毎年この時期になると、国際部ではカンヌの受賞作品を我らの独断と偏見で予想してブログアップしています。
今年の第一弾がこちら!今週毎日ちょっとずつアップしていくので是非チェックしてくださいー。

Beats by Dre – "The Game Before The Game" from Brewster Parsons on Vimeo.
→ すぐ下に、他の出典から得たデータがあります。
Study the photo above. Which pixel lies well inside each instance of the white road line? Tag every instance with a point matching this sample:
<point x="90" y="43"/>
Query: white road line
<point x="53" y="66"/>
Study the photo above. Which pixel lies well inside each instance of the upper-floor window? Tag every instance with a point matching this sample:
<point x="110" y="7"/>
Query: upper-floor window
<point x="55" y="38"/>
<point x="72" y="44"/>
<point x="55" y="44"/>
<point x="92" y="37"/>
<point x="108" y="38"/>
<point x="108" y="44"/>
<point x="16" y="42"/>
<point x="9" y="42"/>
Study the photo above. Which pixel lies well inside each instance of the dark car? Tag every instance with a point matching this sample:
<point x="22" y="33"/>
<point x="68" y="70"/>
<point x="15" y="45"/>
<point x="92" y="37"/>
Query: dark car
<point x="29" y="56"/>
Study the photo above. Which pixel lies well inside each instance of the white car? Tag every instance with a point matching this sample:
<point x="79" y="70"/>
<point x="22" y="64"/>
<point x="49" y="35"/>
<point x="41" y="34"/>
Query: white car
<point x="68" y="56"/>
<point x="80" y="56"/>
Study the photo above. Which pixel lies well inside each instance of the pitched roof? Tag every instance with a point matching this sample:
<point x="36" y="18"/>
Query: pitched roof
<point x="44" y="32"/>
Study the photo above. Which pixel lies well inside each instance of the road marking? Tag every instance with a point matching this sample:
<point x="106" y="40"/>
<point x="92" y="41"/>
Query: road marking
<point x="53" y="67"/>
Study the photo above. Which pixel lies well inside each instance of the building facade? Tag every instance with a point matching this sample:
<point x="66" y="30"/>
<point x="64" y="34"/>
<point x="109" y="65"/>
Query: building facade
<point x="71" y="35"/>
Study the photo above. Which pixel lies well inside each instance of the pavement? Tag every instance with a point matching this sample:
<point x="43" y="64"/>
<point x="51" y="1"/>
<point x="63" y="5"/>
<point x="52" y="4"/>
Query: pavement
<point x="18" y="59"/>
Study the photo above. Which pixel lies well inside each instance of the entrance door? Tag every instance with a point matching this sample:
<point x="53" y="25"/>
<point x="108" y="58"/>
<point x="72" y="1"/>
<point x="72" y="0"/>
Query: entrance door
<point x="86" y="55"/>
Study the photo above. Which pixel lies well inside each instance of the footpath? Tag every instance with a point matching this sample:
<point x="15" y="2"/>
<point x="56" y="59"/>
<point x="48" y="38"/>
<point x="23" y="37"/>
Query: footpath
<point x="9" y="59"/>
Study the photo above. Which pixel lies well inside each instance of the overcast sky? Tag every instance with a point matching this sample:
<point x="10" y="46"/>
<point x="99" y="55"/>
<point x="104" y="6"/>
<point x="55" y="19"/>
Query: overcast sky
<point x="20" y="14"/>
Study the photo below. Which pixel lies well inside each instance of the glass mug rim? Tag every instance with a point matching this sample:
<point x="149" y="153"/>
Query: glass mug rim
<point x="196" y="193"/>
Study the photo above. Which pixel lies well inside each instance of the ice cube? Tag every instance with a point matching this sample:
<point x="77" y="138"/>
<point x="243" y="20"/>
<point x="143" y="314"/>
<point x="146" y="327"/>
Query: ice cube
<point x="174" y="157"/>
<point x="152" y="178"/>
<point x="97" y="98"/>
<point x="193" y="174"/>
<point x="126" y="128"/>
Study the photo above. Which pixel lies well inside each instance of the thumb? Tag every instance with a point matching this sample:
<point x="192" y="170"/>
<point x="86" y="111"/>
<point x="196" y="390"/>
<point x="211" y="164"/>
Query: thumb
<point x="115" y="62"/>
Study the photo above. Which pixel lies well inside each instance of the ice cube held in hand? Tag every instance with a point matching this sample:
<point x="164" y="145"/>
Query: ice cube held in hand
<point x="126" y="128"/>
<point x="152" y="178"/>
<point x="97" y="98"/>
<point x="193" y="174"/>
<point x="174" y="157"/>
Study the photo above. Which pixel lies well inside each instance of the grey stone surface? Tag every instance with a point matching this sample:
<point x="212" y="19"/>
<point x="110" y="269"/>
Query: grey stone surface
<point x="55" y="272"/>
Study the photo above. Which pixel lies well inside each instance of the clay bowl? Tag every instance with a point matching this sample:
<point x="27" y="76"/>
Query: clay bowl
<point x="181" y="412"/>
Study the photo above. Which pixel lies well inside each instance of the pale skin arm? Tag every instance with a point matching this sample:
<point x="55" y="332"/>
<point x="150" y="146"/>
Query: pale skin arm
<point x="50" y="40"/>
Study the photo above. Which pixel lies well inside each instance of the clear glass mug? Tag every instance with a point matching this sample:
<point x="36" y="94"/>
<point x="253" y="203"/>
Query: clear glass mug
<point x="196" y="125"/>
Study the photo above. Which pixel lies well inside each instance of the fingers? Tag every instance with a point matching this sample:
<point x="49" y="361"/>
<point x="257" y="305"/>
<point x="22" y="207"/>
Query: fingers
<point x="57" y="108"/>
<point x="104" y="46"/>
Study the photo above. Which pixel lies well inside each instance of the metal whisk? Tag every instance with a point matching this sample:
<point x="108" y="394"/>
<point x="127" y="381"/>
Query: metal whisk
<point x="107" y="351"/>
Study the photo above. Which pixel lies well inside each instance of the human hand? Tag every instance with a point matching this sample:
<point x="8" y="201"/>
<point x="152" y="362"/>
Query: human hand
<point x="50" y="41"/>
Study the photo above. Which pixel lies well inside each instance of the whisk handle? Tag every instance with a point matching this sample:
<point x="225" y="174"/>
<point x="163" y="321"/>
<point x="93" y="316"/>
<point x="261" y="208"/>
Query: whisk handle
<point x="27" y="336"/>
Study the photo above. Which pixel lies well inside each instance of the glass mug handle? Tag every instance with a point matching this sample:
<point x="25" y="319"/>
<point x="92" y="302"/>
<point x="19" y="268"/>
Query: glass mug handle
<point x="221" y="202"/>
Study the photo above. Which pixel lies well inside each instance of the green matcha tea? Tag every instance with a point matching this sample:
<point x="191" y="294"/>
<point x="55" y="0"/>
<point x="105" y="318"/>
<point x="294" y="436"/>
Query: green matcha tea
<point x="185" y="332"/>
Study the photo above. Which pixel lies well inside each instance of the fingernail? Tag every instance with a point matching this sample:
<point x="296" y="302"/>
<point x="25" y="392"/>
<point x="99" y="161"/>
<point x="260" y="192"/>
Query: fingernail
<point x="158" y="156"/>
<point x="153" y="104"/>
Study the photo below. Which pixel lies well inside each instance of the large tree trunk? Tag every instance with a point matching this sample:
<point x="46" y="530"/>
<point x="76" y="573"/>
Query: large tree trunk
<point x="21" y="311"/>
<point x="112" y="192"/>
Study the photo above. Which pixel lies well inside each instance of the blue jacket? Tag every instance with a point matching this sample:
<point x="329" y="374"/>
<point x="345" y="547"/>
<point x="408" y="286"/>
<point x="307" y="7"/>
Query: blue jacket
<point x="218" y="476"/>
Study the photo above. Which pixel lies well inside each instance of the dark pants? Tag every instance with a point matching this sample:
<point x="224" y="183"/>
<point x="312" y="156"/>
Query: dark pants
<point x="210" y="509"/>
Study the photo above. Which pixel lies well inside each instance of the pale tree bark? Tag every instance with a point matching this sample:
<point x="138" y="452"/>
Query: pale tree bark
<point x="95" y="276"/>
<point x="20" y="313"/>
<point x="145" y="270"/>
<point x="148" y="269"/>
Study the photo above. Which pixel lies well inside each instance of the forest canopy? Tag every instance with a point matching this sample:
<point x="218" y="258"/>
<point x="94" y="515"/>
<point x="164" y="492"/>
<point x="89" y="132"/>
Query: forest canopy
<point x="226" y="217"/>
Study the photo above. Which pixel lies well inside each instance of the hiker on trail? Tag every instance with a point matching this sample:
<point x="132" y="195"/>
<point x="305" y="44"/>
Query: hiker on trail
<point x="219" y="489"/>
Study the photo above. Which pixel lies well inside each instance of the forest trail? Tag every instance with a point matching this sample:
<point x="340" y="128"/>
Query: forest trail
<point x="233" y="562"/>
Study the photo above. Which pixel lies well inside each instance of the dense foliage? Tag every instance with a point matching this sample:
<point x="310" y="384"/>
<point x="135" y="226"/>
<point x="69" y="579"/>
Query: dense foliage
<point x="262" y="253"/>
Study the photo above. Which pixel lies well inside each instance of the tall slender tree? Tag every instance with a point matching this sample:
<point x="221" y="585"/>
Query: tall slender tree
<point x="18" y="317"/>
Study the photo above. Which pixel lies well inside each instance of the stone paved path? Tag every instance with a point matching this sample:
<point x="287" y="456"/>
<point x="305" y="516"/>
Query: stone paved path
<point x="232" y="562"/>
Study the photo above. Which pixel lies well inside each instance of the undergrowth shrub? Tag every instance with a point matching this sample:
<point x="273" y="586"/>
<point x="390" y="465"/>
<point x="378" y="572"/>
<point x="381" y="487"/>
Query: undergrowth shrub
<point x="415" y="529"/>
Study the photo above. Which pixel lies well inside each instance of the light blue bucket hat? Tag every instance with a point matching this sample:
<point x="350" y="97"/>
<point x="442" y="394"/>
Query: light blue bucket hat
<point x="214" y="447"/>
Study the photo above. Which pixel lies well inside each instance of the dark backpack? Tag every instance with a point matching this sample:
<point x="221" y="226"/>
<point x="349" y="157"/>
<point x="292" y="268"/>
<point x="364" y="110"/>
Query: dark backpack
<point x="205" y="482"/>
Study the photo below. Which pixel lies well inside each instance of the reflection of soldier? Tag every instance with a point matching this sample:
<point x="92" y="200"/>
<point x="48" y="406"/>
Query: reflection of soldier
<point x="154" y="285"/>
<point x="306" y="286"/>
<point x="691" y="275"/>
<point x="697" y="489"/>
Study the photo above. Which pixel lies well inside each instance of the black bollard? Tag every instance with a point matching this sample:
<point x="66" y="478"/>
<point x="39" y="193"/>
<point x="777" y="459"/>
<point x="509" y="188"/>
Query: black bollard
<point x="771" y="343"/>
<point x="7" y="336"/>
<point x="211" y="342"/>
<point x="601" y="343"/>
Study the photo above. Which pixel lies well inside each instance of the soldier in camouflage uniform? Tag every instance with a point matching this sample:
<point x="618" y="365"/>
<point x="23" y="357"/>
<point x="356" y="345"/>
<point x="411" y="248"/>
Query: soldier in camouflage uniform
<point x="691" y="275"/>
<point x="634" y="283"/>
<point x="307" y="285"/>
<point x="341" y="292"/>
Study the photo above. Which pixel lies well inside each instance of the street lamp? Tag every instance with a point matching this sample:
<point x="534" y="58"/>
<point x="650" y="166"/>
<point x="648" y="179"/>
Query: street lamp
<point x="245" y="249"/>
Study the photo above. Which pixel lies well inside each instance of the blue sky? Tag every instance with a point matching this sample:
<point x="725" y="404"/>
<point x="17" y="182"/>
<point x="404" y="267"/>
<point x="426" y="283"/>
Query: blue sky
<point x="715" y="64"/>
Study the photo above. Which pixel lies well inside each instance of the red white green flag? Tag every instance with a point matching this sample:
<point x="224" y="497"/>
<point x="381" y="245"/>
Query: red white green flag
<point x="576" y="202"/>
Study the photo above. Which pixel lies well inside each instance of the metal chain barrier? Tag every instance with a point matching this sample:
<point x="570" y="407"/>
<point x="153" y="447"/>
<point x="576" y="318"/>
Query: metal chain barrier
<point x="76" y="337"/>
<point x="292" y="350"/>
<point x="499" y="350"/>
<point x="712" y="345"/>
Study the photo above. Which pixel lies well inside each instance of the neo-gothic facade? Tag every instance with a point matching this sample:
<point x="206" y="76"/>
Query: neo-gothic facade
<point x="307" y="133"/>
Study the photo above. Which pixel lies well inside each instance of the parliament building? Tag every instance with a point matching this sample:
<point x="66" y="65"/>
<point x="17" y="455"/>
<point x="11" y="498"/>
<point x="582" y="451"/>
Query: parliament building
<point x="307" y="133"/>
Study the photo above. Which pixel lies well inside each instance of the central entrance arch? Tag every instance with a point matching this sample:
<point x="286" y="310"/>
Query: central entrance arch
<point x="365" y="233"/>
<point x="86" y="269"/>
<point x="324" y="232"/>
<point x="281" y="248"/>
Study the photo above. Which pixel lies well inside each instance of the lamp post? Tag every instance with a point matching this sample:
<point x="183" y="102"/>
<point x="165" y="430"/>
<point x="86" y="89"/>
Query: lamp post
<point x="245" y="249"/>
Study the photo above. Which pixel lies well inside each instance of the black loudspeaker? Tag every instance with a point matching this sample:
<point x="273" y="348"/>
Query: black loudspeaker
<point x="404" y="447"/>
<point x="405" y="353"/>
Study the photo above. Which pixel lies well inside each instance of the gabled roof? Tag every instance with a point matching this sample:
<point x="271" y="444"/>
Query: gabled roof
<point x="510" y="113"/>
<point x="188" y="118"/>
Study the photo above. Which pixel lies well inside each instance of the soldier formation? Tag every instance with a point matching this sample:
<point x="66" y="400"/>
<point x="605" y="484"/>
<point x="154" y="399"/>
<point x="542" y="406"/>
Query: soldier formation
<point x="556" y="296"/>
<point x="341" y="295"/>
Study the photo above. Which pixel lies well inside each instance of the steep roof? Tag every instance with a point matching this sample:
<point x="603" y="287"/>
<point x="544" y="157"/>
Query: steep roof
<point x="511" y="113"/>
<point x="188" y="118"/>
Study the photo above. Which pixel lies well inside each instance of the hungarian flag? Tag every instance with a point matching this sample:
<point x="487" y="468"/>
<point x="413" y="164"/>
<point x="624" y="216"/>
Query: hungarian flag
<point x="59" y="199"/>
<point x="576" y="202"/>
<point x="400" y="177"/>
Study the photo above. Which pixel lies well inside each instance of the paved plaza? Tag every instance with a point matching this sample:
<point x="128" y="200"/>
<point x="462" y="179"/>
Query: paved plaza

Title: The Game Before the Game
Client: Beats By Dre
Agency: R/GA
Production: The Sword Fight
Director: Nabil Elderkin

こちらは昨年のワールドカップ直前にリリースされたBeats by DreのCM。通常はNikeやAdidas等が独占するスポーツCMの領域に、スポーツブランドでないBeatsが堂々食い込んだことで話題をさらいました。タイトルの “The Game Before the Game”からも伺えるように、アスリートたちには試合の前にもう一つ、どれだけ自分の気持ちの準備ができるかという大事な勝負があります。このCMに出てくるトップアスリートたちはそれぞれ試合前に自分だけの「儀式」を行い、その一つとしてBeatsのヘッドフォンで音楽を聴いて自分をふるい立たせます。これだけの著名人を多く使っておきながら、その話題性に頼ることなくきちんと観客を引き込むストーリー仕立てになっている点、そしてまたBeatsはそれらの選手の試合前の味方となり、強い支えとなっているのだという広告としてのアピールにもしっかりつながっている点がすばらしいです。
監督はミュージックビデオを多数撮影しているNabil Elderkin、テーマにぴったりの曲はJamie N Commons & The X Ambassadorsの”Jungle”。音楽ブランドとしてもふさわしいミュージックビデオ風にアレンジしている点もよいですね。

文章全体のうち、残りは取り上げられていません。